@alexharsanyi I’m giving your nice data-frame
package a try. Thanks for writing and kindly providing it to everyone.
(*) CSV reading and RFC 4180
I think the procedure df-read/csv
does not satisfy RFC 4180. It seems to the expect that every CSV record is one a line by itself — that is, it doesn’t allow a quoted newline. I got around that by using the csv-reading
package.
(*) Looking up in data frames, the need for sorting a series
I’m thinking I didn’t understand how to use df-lookup
. It demands a sorted series, right? But the library didn’t provide any sorting mechanism for the data frame. If I sort a series using sort
, how will the data frame know that I’ve changed rows out of order? The way I think of a data frame is just like a table — the fact that the data structure stores the data in columns just seems to me a matter of implementation. If I sort a column, I should sort all others too. I could get the data out of the data-frame, sort it properly and then place it back, but that tells me I probably didn’t get something.

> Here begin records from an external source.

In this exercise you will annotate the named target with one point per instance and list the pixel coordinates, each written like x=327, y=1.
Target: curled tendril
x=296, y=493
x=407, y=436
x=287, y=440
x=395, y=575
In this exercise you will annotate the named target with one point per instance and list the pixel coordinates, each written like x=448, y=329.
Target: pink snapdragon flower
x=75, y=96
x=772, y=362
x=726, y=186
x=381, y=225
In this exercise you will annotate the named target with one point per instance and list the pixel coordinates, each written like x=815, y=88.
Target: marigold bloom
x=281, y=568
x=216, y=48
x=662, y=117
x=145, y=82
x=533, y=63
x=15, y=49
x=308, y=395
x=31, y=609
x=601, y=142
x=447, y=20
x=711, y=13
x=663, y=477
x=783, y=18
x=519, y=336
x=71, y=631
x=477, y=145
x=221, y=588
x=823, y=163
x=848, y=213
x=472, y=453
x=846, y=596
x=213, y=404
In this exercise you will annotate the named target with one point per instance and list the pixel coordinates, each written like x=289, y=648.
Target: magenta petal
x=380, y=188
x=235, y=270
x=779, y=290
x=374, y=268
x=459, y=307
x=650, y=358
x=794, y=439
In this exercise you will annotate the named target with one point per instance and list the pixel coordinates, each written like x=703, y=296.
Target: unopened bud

@alexharsanyi has joined the channel
Wow. I clicked on the button “invite” the person, but didn’t know this would force-join the person right away. Sorry about this violent move! Didn’t mean to!
The bot actually says it just invited the person. :slightly_smiling_face:
It is possible that df-read/csv
does not fully conform to RFC 4180 and to many other weird CSV variants out there — so far it has worked fine for the datasets I need, and I add features as I need them.
with regards to df-lookup
— the data series are expected to be already sorted, and the user just needs to tell the data frame object that a series is sorted using df-set-sorted!
, there are no facilities for sorting data, because the data sets I had to deal with were already sorted. For looking up rows based on unsorted series, you can use df-select
, or df-select*
with a #:filter
to select just the rows you are looking for (this will search the series in linear time).